This paper aims to analyze errors in the implementation of the Physics-Informed Neural Network (PINN) for solving the Allen--Cahn (AC) and Cahn--Hilliard (CH) partial differential equations (PDEs). The accuracy of PINN is still challenged when dealing with strongly non-linear and higher-order time-varying PDEs. To address this issue, we introduce a stable and bounded self-adaptive weighting scheme known as Residuals-RAE, which ensures fair training and effectively captures the solution. By incorporating this new training loss function, we conduct numerical experiments on 1D and 2D AC and CH systems to validate our theoretical findings. Our theoretical analysis demonstrates that feedforward neural networks with two hidden layers and tanh activation function effectively bound the PINN approximation errors for the solution field, temporal derivative, and nonlinear term of the AC and CH equations by the training loss and number of collocation points.

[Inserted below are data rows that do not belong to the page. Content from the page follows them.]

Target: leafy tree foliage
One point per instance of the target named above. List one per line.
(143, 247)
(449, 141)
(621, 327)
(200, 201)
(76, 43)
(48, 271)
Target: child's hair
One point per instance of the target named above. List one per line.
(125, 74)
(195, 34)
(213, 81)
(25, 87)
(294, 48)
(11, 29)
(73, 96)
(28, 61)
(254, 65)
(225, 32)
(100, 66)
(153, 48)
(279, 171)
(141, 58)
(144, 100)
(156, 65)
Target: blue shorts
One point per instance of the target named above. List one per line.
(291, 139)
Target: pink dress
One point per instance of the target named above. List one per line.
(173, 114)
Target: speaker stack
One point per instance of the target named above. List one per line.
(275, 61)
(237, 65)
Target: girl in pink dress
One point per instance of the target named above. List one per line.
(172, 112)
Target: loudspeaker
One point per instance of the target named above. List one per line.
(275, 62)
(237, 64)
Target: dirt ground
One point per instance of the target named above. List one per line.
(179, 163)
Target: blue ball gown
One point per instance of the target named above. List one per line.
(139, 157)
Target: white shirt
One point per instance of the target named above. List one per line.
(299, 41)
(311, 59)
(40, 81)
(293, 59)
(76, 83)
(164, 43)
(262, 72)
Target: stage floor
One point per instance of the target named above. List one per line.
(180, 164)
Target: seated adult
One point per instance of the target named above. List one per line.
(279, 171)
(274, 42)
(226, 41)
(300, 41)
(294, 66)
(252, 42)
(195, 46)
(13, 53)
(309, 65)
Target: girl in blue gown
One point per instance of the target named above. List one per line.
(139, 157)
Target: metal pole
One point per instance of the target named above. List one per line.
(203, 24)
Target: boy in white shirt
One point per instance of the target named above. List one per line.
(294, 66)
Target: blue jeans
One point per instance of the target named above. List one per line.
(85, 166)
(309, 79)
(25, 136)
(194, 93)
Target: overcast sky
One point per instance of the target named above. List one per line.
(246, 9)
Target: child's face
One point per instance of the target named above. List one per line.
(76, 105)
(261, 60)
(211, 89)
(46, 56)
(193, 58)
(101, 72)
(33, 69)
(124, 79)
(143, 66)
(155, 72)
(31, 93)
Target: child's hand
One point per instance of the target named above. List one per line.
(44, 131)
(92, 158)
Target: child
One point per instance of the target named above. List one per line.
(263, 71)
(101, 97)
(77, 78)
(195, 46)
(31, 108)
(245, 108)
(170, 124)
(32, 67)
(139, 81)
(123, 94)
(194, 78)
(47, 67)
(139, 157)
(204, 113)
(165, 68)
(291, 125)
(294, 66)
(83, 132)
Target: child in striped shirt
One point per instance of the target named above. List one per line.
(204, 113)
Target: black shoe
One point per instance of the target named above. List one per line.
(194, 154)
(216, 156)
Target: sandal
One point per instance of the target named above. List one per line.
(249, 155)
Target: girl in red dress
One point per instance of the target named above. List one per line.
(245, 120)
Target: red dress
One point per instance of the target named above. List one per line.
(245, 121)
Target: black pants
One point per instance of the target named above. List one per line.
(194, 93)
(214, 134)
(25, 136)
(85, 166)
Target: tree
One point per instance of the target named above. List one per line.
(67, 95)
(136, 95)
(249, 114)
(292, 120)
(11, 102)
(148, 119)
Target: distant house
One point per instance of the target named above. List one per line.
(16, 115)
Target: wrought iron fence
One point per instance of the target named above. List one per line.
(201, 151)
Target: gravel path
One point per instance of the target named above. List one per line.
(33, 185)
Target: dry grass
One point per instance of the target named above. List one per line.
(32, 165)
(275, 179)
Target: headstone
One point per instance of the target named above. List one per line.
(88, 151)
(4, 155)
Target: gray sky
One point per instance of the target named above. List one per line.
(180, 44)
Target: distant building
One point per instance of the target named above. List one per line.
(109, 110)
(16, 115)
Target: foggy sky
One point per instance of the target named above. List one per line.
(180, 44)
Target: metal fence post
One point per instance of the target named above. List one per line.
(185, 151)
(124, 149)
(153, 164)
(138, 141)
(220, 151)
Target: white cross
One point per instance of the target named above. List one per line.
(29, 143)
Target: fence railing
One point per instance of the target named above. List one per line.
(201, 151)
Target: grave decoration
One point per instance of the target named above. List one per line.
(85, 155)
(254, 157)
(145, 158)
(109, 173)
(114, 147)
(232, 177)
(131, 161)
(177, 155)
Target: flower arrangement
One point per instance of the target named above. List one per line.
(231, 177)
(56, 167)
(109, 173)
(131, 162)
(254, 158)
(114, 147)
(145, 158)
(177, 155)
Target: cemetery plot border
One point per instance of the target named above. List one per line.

翻译：本文旨在分析采用物理信息神经网络（PINN）求解Allen-Cahn（AC）和Cahn-Hilliard（CH）偏微分方程（PDEs）时产生的误差。当处理强非线性及高阶时变偏微分方程时，PINN的精度仍面临挑战。为解决该问题，我们引入一种稳定且有界的自适应加权方案——残差自适应估计（Residuals-RAE），该方法确保训练过程的公平性并有效捕捉解的特征。通过融入这一新的训练损失函数，我们在一维和二维AC与CH系统上开展数值实验，以验证理论推导结果。理论分析表明，采用双隐藏层前馈神经网络与tanh激活函数，能够通过训练损失和配置点数量有效界定PINN近似解的误差，涵盖AC和CH方程的解场、时间导数及非线性项。